Time from a computer program's start to its end

In computing, elapsed real time, real time, wall-clock time, wall time, or walltime is the actual time taken from the start of a computer program to the end. In other words, it is the difference between the time at which a task finishes and the time at which the task started.

Wall time is thus different from CPU time, which measures only the time during which the processor is actively working on a certain task or process. The difference between the two can arise from architecture and run-time dependent factors, e.g. programmed delays or waiting for system resources to become available. Consider the example of a mathematical program that reports that it has used "CPU time 0m0.04s, Wall time 6m6.0s". This means that while the program was active for six minutes and six seconds, during that time the computer's processor spent only 4/100 of a second performing calculations for the program.

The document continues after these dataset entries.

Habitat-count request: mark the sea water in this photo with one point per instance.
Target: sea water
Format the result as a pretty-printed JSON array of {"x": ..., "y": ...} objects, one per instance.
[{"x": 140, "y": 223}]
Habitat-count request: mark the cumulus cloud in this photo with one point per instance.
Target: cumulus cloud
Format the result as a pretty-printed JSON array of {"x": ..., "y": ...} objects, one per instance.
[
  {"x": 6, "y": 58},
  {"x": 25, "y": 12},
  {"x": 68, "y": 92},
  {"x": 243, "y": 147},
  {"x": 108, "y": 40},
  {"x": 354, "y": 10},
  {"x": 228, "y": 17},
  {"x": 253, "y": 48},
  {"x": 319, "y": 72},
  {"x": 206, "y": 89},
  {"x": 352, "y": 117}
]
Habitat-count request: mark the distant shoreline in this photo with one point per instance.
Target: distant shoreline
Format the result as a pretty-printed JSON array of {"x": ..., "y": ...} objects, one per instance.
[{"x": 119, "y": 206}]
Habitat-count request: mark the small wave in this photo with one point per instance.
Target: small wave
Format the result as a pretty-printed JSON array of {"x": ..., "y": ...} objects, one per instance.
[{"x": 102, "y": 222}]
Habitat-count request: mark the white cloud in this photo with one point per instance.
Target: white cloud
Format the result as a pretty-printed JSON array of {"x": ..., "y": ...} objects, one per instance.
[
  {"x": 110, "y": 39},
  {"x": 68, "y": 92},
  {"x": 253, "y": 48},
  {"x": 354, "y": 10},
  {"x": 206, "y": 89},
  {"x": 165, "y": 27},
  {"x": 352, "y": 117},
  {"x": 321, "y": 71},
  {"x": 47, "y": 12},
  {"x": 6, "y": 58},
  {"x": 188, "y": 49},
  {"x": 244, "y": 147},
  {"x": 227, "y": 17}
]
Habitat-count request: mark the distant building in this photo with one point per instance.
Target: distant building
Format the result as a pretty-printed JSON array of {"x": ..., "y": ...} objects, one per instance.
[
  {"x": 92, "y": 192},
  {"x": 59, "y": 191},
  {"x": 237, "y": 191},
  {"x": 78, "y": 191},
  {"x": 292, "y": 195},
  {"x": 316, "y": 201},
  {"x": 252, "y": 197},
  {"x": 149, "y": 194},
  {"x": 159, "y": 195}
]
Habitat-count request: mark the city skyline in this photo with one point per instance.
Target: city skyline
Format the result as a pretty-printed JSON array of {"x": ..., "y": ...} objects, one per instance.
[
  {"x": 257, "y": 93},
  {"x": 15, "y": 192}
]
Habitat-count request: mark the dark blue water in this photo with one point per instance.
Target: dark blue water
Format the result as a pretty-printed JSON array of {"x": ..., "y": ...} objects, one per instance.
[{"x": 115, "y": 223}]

Conversely, programs running in parallel on more than one processing unit can spend CPU time many times beyond their elapsed time. Since in concurrent computing the definition of elapsed time is non-trivial, the conceptualization of the elapsed time as measured on a separate, independent wall clock is convenient.

Another definition of "wall time" is the measurement of time via a separate, independent clock as opposed to the local system time (internal), i.e. with regard to the difference between the two.

== In simulation ==
The term wall-clock time has also found widespread adoption in computer simulation, to distinguish between (1) the (often compressed or expanded) simulation time, and (2) the time as it passes for the user of the simulation tool.